Nicomachum, Ad
Il titolo di ad Nicomachum con cui D. cita talora l'Etica Nicomachea di Aristotele (v. ETICA), si riferisce a colui che nel Medioevo era ritenuto il suo destinatario. La tradizione secondo cui l'Etica Nicomachea sarebbe stata così chiamata per il fatto di essere dedicata a Nicomaco, che nella storia risulta essere il figlio di Aristotele, risale ai commentatori greci della scuola di Olimpiodoro (VI sec. d.C.) e fu ripresa dal bizantino Eustrazio (secc. XI-XII) nel suo commento all'Etica (ediz. G. Heylbut, in Commentaria in Aristotelem graeca XX, pp. 1, 11 e 4, 17-21) e da questo trasmessa, attraverso la traduzione di Roberto Grossatesta, al Medioevo latino.
Dichiara infatti Eustrazio, nella citata traduzione: " Nicomachia autem dicuntur, quia ad quendam Nicomachum prolata sunt, sive filium ipsius Aristotelis, qui ita vocatus, sive ad quendam alium ita nominatum " (cfr. A. Pelzer, Un cours inédit d'Albert le Grand, ecc., in " Revue Néoscolastique de Philosophie " XXIV [1922] 497 n.). La medesima tradizione fu ripresa da Alberto Magno (cfr. Super Ethica Comm. et Quaest. I init. ed Eth. I I 7), dal quale probabilmente l'attinse Dante. In realtà l'opinione prevalente oggi tra gli studiosi è che Nicomaco sia stato non il destinatario, ma il primo editore dell'opera (cfr. R.A. Gauthier, in Aristote, L'Ethique à Nicomaque, I, Lovanio-Parigi 1958, 55).

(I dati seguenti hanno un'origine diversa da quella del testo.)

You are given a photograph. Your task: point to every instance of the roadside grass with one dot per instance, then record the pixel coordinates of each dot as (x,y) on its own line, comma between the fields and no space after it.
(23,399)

Il titolo ad N. ricorre in D. dodici volte, di cui undici nella Monarchia, dóv'è l'unico usato per indicare l'opera, e una nella Quaestio. I luoghi sono: Mn I III 1, XI 11, XIII 4, XIV 4, XV 9, Il II 7, III 9, VII 3, X 6, III X 13, XI 7, Quaestio 21. Per tutti si veda la voce ETICA.